I decided to dig deeper into this subject since I am currently working on a project where I have a limited amount of time to realize it and I tried to optimize the way I structured it. Obviously this is an event driven service, it's not yet finished but it does work well so far.
Use AWS events
In my opinion when you are working with 1 or n application the current rules is to design a service that will serve those applications. Most of the time this will be made with a REST or GraphQL API. You will define an entry point and routes and you will be able to create, read, update or deletes resources. However I think this is definitely not a mandatory. I am building a system where I still need to handle images resources process them and bring it back to my external application.
Ok with this, that's great you have auth, control and you can add more logic and constraints. You can really filter your inputs and make exactly what's planned to do. However I think you can use AWS authentication + event layer to empower the way you are dealing with your input and make them work as an API. That's why I am delighted to use AWS events
I could have designed this, this way:
API and event driven way
This way it's our API which is handling the auth, it will also add another layer of input control. Data uploading into S3 bucket will be handle through the API. Then other options such as logging data, processing them, create queue from DynamoDB streams will be handled from AWS event as chained reaction.
API centric driven way
The API centric way is exactly the same as above out of every operation will be handle from the application and through the API. In this case auth is handled from API, all kind of order are managed from API there is no intrinsic logic between parts of the service.
AWS event driven way
The event driven way is exactly what I designed lastly.
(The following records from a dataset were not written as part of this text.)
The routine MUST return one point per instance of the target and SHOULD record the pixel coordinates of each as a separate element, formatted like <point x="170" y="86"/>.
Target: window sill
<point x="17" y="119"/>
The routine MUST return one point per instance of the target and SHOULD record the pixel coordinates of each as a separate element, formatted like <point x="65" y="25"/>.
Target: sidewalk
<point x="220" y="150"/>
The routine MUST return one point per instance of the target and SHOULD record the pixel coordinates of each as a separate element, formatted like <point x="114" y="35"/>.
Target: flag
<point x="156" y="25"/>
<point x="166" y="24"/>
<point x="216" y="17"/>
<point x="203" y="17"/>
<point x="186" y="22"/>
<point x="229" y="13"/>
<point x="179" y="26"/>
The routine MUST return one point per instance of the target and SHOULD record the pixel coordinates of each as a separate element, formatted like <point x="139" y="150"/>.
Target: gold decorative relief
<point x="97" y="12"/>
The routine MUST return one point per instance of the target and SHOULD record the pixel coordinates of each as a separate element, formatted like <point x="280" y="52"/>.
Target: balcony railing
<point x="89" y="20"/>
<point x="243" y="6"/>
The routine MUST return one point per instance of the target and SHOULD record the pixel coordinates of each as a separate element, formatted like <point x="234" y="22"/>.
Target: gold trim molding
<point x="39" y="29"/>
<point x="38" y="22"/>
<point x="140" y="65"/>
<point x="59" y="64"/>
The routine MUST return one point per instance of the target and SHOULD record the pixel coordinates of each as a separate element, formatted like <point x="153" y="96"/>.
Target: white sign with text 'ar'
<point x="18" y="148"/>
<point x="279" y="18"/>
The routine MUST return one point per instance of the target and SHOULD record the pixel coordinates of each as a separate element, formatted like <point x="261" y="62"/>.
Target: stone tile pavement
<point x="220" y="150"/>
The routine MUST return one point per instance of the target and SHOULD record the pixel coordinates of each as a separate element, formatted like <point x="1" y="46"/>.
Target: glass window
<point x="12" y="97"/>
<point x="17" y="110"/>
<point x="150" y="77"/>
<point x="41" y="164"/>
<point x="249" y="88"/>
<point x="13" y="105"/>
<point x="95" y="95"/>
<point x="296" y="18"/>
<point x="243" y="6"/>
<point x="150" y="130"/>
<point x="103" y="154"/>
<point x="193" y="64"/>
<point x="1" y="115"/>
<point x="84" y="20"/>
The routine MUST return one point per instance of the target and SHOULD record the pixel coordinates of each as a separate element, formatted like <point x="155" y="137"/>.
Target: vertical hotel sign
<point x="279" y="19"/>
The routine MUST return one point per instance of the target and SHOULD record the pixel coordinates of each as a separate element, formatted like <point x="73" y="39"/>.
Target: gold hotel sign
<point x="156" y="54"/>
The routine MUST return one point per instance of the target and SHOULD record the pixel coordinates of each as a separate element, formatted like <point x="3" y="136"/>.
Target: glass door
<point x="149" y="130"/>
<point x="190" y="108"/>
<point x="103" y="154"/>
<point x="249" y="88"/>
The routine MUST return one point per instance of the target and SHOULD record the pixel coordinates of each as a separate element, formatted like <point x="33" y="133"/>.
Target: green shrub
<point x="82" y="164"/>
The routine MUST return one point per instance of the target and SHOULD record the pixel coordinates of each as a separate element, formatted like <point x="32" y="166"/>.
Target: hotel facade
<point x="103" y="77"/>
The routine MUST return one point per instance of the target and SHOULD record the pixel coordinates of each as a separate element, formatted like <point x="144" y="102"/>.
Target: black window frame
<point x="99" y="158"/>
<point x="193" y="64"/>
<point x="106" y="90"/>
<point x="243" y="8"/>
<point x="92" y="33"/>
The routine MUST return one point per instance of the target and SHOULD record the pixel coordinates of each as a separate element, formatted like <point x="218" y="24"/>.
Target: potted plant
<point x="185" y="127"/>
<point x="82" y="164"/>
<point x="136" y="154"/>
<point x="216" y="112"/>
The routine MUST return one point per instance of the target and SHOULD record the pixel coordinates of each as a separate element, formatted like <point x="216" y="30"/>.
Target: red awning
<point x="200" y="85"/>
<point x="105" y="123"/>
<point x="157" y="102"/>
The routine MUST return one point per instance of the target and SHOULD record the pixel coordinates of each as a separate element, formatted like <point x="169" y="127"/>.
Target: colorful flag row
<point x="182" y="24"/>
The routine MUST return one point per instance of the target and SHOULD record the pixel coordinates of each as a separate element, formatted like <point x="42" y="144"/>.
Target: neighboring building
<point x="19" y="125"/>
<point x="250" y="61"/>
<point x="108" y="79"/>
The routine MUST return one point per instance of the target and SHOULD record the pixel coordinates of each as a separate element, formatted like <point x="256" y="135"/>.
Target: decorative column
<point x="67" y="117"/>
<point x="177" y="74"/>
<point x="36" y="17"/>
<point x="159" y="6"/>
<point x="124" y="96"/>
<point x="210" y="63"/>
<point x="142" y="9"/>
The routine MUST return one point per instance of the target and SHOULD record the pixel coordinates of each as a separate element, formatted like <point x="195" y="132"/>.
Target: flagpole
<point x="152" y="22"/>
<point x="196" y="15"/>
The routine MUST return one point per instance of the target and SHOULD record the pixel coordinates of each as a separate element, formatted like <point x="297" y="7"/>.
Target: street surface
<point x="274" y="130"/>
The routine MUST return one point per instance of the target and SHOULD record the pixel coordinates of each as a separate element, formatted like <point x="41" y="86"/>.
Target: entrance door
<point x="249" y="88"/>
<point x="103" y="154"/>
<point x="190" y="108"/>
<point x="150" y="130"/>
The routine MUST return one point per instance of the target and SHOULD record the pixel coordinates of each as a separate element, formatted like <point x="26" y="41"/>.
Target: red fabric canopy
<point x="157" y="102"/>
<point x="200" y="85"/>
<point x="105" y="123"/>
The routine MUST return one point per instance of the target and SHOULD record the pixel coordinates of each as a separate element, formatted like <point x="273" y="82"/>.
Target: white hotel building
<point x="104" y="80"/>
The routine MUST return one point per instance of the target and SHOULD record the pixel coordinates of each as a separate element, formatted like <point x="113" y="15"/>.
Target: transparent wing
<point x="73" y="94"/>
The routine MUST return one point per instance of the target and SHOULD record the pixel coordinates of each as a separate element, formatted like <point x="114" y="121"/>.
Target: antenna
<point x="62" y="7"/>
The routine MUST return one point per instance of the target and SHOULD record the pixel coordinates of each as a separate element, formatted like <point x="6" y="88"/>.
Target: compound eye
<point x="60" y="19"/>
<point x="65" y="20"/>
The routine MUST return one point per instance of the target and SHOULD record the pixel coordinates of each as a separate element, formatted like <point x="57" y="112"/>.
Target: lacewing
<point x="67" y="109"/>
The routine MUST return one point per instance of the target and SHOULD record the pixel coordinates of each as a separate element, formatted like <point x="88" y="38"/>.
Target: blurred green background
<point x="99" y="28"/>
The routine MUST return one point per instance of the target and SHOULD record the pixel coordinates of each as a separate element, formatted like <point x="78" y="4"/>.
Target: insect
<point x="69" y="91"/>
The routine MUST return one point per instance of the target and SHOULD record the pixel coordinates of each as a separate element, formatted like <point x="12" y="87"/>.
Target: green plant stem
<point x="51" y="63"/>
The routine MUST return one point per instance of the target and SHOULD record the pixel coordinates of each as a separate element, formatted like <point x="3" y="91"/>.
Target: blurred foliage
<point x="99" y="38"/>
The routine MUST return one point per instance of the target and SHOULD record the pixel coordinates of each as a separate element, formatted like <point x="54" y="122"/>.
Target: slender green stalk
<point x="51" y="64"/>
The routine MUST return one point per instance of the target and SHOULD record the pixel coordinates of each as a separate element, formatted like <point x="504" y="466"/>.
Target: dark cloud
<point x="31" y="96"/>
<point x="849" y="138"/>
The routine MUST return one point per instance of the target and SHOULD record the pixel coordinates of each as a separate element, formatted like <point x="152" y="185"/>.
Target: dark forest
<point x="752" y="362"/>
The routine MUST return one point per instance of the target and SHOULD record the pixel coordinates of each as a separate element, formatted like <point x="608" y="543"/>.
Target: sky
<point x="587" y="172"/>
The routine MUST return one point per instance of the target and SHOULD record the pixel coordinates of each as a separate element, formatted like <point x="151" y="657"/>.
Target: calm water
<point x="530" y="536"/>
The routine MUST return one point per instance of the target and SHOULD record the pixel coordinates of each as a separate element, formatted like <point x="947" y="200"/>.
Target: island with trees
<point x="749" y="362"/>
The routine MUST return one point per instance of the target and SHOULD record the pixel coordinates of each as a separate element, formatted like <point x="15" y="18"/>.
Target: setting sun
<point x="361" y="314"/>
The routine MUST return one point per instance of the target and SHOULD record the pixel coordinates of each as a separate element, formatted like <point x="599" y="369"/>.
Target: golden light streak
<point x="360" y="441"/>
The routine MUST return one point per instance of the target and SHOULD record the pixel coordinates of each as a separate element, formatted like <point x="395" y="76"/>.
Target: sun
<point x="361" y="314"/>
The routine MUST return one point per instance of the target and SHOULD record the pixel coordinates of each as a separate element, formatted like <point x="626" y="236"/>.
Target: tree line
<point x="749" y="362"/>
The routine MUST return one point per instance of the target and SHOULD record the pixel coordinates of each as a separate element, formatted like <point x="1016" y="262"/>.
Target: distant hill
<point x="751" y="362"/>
It does not add an auth on top of the AWS one (IAM/Cognito ID) with an API (less control) it directly put data into bucket and the chained process si triggered with AWS events.
How to use AWS events
The following will be not a lesson or a course about how you can use AWS events in all ways. I'm sure there a huge variety of way of using them. Nevertheless I'll try to show how I managed to use them to create a real organized flow with AWS event and S3, DynamoDB, SNS, SQS.
My entry point is a bucket where IAM policy let people put data in it only for authentication (this is made on front side from my external app) users. First of all I attached an event ObjectCreated:Put in my S3 Bucket. Each time a file is put into the bucket it will trigger an event. See How to trigger Lambda with SNS for more information. Why am I using SNS ? Actually I could directly call a Lambda if I'm sure there will be only a single function called. However If I plan to call extra Lambda in the future from the same event I'll have to use a SNS topic with various subscription. In other word that's just a way to anticipate the architecture.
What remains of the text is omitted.